Topic outline

  • OVERVIEW. CS-E4530 Computational Complexity Theory is a master's level course introducing the basic mathematical theory of analysing the hardness of computational problems, i.e., the basic toolset for understanding what makes some computational problems difficult to solve.

    • Lectures 7 Jan - 27 Mar, Mon & Wed 10-12, lecture room T3.
    • Tutorial sessions 9 Jan - 3 Apr, Wed 12-14, meeting room B337. NB: Tutorials start already in the first week of the course.
    • Teaching assistants' office hours 11 Jan - 5 Apr, Fri 1-2 p.m.
    • First midterm Mon 18 Feb 9-12, lecture hall T1.
    • Second midterm Tue 9 Apr 13-16, lecture hall T1.

    The course is worth 5 credits. The language of instruction is English.

    The lectures are given by Pekka Orponen (B331) and the tutorial sessions are conducted by Juho Hirvonen (B314) and Gorav Jindal (C214).

    PREREQUISITES. Automata and formal languages. Deterministic and nondeterministic Turing machines. Decidable and undecidable problems (e.g. CS-C2150 / ICS-C2000 Theoretical Computer Science). Basics of discrete mathematics.

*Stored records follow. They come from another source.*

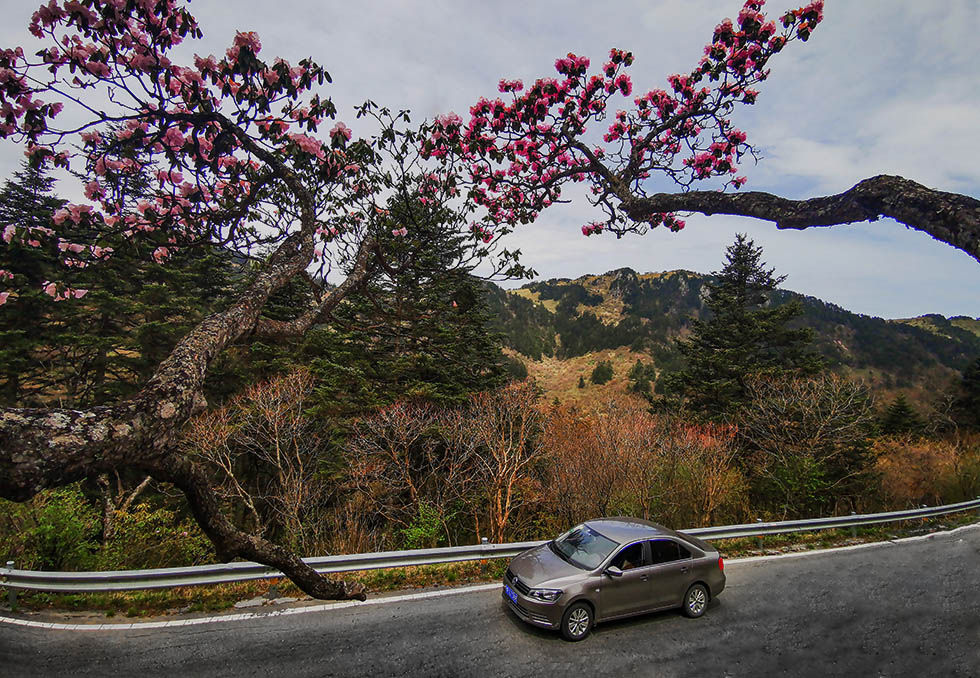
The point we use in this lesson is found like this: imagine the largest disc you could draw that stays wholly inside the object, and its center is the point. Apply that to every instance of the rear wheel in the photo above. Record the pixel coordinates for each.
(576, 622)
(695, 601)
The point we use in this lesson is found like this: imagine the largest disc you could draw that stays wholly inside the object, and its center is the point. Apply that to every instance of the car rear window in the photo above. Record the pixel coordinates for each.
(666, 550)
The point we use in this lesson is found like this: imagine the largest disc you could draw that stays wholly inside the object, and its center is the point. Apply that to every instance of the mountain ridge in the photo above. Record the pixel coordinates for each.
(644, 314)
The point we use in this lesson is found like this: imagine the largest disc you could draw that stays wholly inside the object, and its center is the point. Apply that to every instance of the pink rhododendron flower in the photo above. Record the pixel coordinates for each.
(340, 130)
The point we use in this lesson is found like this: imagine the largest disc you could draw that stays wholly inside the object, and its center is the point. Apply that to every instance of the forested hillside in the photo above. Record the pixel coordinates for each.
(568, 320)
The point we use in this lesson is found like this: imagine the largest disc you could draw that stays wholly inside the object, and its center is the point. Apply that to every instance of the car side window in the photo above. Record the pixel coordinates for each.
(664, 551)
(629, 557)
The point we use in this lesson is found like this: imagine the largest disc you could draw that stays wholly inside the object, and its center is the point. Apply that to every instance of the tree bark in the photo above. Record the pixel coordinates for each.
(949, 217)
(46, 448)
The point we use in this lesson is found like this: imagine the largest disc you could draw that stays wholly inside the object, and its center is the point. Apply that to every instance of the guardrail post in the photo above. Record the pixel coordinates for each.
(11, 592)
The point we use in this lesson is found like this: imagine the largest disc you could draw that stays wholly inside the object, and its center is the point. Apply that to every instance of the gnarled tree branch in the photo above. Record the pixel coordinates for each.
(949, 217)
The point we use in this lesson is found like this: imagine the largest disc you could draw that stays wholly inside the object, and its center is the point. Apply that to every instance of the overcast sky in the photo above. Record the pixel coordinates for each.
(883, 86)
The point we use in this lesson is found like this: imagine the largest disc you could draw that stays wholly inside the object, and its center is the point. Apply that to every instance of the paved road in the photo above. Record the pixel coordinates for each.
(899, 609)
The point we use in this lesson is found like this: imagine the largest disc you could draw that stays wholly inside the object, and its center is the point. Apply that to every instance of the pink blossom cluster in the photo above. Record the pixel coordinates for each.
(521, 151)
(481, 232)
(124, 47)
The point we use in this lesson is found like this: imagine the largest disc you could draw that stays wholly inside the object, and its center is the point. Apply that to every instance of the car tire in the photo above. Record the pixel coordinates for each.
(695, 601)
(577, 621)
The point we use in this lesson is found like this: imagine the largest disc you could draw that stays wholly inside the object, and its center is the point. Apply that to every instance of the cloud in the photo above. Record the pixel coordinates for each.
(883, 86)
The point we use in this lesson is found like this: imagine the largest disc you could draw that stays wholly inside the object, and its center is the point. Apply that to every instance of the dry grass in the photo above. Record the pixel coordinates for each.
(559, 378)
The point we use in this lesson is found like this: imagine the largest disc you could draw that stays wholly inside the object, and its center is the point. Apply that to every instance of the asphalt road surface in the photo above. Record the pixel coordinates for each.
(909, 608)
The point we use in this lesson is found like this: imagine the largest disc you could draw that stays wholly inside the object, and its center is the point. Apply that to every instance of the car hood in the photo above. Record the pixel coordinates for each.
(541, 565)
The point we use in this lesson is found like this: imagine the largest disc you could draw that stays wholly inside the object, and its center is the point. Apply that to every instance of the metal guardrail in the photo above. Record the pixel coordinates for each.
(128, 580)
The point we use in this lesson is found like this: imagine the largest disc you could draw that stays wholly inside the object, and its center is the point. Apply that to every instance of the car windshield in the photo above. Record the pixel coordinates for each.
(583, 547)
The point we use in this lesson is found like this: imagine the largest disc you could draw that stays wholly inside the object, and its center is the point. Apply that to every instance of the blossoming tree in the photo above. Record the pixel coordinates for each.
(230, 148)
(524, 148)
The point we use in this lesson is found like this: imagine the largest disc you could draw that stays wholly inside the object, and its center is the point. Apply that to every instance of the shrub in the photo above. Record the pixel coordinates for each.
(149, 538)
(602, 373)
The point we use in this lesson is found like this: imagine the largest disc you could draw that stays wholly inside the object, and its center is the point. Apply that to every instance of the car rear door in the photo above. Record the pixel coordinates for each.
(671, 572)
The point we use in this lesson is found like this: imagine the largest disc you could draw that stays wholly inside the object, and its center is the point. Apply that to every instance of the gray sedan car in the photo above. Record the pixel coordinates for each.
(608, 569)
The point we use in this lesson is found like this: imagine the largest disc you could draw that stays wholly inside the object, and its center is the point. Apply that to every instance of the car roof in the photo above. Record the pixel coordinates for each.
(624, 528)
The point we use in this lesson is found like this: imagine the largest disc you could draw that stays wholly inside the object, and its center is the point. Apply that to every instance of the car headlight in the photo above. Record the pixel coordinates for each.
(547, 595)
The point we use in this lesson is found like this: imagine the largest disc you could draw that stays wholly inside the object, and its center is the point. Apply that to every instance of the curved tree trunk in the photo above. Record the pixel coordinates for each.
(46, 448)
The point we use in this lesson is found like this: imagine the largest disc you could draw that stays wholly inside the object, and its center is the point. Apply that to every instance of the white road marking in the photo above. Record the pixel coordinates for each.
(408, 596)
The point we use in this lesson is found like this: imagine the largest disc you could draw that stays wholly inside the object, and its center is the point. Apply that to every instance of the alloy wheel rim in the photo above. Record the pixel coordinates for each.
(697, 601)
(578, 621)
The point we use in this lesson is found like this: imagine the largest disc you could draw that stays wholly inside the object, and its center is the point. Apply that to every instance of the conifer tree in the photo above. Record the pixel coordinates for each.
(26, 200)
(743, 335)
(967, 403)
(901, 418)
(419, 329)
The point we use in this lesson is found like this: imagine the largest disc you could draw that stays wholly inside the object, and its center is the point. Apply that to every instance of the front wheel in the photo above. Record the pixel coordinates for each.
(576, 622)
(695, 601)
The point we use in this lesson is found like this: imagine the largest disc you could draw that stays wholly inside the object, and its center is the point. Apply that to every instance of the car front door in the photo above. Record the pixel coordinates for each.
(629, 593)
(671, 572)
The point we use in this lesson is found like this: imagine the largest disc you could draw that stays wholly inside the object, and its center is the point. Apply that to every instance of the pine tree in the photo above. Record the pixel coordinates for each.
(901, 418)
(967, 403)
(419, 329)
(25, 328)
(97, 349)
(744, 334)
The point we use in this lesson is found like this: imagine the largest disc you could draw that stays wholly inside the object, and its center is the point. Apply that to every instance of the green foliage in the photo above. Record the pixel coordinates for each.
(515, 368)
(900, 418)
(419, 329)
(640, 376)
(744, 335)
(99, 349)
(967, 402)
(602, 373)
(61, 533)
(146, 538)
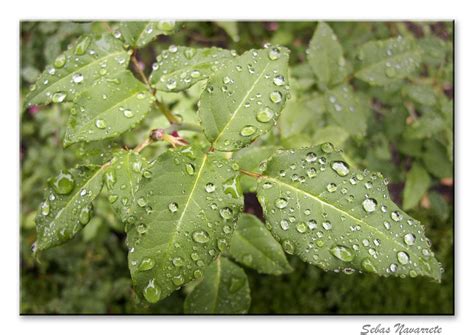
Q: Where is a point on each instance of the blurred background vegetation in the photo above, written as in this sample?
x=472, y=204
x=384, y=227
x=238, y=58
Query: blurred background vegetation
x=409, y=138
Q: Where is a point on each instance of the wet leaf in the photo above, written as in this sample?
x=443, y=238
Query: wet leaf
x=223, y=290
x=139, y=33
x=107, y=109
x=244, y=99
x=340, y=218
x=122, y=180
x=178, y=68
x=183, y=217
x=254, y=246
x=67, y=205
x=326, y=57
x=386, y=61
x=78, y=68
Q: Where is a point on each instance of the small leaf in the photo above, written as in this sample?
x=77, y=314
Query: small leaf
x=231, y=28
x=122, y=180
x=78, y=68
x=244, y=99
x=325, y=55
x=416, y=185
x=110, y=107
x=178, y=68
x=140, y=33
x=223, y=290
x=67, y=206
x=340, y=218
x=383, y=62
x=249, y=159
x=346, y=109
x=184, y=216
x=254, y=246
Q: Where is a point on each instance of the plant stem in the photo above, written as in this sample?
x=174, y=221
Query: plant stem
x=250, y=173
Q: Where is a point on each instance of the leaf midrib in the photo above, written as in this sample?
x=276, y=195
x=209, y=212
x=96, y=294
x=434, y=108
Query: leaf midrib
x=241, y=104
x=369, y=227
x=60, y=80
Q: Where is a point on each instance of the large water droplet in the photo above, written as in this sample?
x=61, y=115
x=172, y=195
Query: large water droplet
x=341, y=168
x=342, y=253
x=369, y=205
x=201, y=236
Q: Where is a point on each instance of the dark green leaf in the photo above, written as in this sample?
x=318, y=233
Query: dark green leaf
x=183, y=217
x=140, y=33
x=326, y=57
x=110, y=107
x=341, y=219
x=178, y=68
x=244, y=99
x=223, y=290
x=254, y=246
x=67, y=207
x=416, y=185
x=78, y=68
x=386, y=61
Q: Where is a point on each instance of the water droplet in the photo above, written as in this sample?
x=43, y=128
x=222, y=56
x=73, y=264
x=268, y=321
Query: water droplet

    CONTENTS. Basic concepts of complexity theory: models of computation, complexity measures including time and space, reductions, complexity classes and completeness. Complexity classes: P, NP and coNP; PSPACE, LOGSPACE, EXPTIME. Advanced topics such as the polynomial hierarchy, approximation, randomised computation, circuits and parallel computation, fine-grained complexity, and relativisations.

    MATERIALS. Lecture slides and homework problem sets will be posted online on MyCourses. The main reference text is the book Computational Complexity: A Modern Approach by S. Arora and B. Barak (2009). A draft version of this is available online at

    EXAMS, HOMEWORK AND GRADING. The course has two midterm exams, graded at 10 points and 30 points.

    In addition to the midterms, there are 10 weekly homework problem sets. Each problem set counts for 6 points, for a maximum of 60 points. The points accumulated from the exams and the homework problems determine the final grade as follows:

    • 1/5: 40 points
    • 2/5: 50 points
    • 3/5: 60 points
    • 4/5: 70 points
    • 5/5: 80 points

    DOING THE HOMEWORK. You are allowed and encouraged to work together with your fellow students on the homework problems, and you can get help from the tutorial assistants during the weekly tutorial sessions and the assistants' office hours. However, you must write up your final solutions to the homework problems by yourself, without written notes from such background discussions.

    Your solutions should be well-justified, precise, and clearly explained with sufficient detail so that it is easy to follow your reasoning. Return your solutions via MyCourses as an easily readable, single pdf file which is either typeset or written in full sentences in clean handwriting.

    DISCUSSION FORUM. The course has a Slack workspace that you can use for discussions and getting help with the exercises. The workspace is available at

    Sign up at with your email account.

    LEARNING OUTCOMES. Once you have taken the course, you master the central concepts of computational complexity theory and are able to use these concepts to analyse the complexity of computational problems. You can formulate a concrete real-world computational task as a formal computational problem and formally reason about its computational complexity in comparison with well-known problems and complexity classes. You can use reductions and other complexity-theoretic concepts to identify which algorithmic tools — such as randomisation, approximation, parameterisation and parallelism – can and cannot help with the efficient solution of a given problem.